LET’S TAKE A LOOK AT A FEW QUESTIONS OFTEN ASKED ABOUT FALL MUMS:
ARE MUMS HARDY?
Yes and no. There are both hardy and non-hardy mums.
The mums we have are perennials, and if planted in your landscape, cut back to the ground after a freeze event, should come back up for spring! Most mums you seen= in a florist shop mixed in arrangements are probably non-hardy varieties.
SO WHY DID MINE NOT COME BACK IN THE SPRING?
Even though the mums sold in the fall are hardy varieties, there are some things to consider. If you would like mums as perennial plants in your landscape beds, plant them as early as you can. The plants need to establish a strong root system before the winter, therefore plant them in the late summer as soon as you see them arrive here. Use the same soil amendments and fertilizers that you would use for your other perennials. Mums are often used as fall color in containers and then planted once the flowers are spent in the late fall. Usually this is too late for a root system to establish before any winter freezing.
I HAD ONE COME BACK AND IT GOT HUGE! WHAT’S THE DEAL?
The mums you see in the fall have been consistently cut back by the growers through the spring and summer. Doing this controls the size of the plant, creates a dense shape, and delays blooming until the fall. On their own, mum tends to grow quite large and will bloom in the mid to late summer. They need to be cut back in mid-summer for fall blooms.

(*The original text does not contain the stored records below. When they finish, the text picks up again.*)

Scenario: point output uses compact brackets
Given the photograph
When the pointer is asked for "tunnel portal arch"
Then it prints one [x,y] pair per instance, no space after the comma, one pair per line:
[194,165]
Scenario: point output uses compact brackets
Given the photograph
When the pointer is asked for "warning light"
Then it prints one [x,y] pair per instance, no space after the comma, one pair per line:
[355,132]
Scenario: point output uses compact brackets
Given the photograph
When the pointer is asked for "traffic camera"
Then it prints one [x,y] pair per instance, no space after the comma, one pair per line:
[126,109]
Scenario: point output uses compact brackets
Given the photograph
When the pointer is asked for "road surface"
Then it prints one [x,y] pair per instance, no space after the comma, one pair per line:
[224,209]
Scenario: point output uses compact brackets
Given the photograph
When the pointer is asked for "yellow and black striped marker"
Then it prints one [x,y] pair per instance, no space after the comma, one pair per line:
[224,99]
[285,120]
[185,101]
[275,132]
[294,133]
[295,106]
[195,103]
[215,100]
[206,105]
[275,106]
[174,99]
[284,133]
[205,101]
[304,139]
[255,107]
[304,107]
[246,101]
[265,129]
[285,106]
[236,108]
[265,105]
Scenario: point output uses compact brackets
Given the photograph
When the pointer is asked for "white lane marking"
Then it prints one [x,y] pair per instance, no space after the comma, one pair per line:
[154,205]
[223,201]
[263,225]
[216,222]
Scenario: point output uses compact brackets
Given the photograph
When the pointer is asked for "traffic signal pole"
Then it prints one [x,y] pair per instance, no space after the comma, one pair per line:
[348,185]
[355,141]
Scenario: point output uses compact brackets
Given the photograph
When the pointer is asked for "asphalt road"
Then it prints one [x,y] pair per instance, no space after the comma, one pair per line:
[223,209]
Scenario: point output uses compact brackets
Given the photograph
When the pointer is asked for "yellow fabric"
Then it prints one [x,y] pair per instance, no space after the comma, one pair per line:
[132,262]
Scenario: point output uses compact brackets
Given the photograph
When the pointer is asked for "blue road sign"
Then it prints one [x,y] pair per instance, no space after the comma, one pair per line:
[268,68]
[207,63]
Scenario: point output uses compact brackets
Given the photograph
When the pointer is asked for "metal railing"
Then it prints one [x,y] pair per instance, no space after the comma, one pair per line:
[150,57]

HOW DO I GET THEM TO FLOWER A LONG TIME?
Length of flowering time is directly related to temperature. The warmer the temperatures, the quicker the flower will open, bloom, and fade. As temperatures cool in the fall, the blooms give color for a longer period of time. Does this mean you need to wait to buy your mums? It just depends on your needs. Use mums whenever your summer plantings or containers are ready for a seasonal change. Even mums bought early in the season will provide at least 3 weeks of color. Combine mums with pansies, crotons, fall marigolds, and ornamental cabbage and kale to extend your fall season of color.